Hahah, that is a fantastic description. I do remember that smell. Perhaps, like it, we're better off without Scott.
ramasi
May. 2nd, 2015 03:12 pm (UTC)
Anyone who puts (as they should) The Three Musketeers and Twenty Years After into such a list and then leaves out The Vicomte de Bragelonne is wrong.

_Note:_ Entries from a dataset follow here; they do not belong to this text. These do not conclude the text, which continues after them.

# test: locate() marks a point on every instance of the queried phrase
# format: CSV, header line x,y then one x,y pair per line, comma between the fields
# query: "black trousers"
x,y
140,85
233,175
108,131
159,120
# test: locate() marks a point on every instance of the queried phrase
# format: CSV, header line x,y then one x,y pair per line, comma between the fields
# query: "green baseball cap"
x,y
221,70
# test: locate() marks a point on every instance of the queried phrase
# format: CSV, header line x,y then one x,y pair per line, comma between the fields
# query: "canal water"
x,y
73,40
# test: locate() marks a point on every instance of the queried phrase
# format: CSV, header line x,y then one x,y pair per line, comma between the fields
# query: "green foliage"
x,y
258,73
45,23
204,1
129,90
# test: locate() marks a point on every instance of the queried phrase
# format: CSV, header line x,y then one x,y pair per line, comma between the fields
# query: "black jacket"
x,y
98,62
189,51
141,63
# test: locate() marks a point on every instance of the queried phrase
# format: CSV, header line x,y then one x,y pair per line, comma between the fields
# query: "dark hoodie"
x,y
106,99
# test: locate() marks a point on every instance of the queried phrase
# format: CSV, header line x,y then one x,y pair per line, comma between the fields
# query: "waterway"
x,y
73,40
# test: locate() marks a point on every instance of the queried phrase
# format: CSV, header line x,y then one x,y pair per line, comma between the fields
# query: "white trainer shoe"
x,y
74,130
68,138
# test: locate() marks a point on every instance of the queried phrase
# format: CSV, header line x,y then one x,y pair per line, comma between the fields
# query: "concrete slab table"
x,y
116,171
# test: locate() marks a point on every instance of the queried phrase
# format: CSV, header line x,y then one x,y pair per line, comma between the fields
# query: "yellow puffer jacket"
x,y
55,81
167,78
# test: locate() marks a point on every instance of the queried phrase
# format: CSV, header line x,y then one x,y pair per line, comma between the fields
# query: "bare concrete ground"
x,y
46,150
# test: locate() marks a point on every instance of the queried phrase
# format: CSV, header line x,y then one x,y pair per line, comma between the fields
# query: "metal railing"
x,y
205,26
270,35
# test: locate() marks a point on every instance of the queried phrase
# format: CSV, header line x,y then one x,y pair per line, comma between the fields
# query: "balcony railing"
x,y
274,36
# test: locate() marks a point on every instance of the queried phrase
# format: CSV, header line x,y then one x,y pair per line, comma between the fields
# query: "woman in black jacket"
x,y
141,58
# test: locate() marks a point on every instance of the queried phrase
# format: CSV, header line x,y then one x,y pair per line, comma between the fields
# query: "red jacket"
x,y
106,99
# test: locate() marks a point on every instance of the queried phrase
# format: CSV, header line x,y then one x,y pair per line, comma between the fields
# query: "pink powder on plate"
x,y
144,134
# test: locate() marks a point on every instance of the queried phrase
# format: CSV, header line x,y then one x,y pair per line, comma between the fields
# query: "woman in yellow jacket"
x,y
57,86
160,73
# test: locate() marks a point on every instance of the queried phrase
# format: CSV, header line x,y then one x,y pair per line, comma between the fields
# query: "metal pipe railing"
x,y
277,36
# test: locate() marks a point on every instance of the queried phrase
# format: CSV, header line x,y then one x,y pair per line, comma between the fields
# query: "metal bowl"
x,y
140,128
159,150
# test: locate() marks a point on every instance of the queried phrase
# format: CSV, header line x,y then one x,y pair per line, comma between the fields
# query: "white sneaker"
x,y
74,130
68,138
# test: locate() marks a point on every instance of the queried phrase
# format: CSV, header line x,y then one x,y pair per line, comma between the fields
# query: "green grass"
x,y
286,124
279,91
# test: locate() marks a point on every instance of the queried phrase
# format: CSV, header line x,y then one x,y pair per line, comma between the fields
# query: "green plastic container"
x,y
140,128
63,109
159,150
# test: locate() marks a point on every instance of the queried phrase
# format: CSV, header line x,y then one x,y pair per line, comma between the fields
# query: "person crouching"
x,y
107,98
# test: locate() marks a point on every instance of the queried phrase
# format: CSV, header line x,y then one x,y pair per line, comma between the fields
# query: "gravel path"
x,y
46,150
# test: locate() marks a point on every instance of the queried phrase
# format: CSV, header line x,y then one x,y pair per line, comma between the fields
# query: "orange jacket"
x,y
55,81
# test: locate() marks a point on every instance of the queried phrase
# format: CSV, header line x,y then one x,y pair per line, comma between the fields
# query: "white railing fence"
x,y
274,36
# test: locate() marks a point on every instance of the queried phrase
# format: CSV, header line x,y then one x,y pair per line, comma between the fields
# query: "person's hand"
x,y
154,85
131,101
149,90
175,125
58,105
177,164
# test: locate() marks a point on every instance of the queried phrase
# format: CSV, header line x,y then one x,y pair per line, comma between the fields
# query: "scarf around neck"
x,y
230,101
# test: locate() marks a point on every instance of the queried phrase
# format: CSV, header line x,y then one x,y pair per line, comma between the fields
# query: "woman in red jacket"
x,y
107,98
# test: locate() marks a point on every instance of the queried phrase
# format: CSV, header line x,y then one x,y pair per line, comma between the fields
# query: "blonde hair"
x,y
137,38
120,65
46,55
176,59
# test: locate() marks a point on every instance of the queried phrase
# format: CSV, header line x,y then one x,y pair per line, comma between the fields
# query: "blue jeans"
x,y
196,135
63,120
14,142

...I have more opinions on this list of books I mostly haven't read, but this is the really important part to me.
evelyn_b
May. 2nd, 2015 05:47 pm (UTC)
One of my saddest Secret Cultural Literacy Failings is that I have never read ANY Dumas, at all, ever. Of course that will eventually have to change, maybe even soon! But it will probably have to wait a little while longer -- though I might be able to start The Three Musketeers this summer. Maybe. It's a pretty quick read, right? That's the impression I get.

Please feel free to share your other opinions, if you have them!

ramasi
May. 6th, 2015 11:37 am (UTC)
You should definitely start with The Three Musketeers if you start with anything, and yes, I'd say it's a rather quick read; I'm not sure what the consensus is these days, but I think it used to be considered YA for a while?

Narrow range has been mentioned already; mostly I feel like it's extremely English-language heavy. I feel like they might as well have called it 100 best English language novels and replaced the few that don't fit. OTOH, this reminds me I should read Quo Vadis (I had no idea who it's from).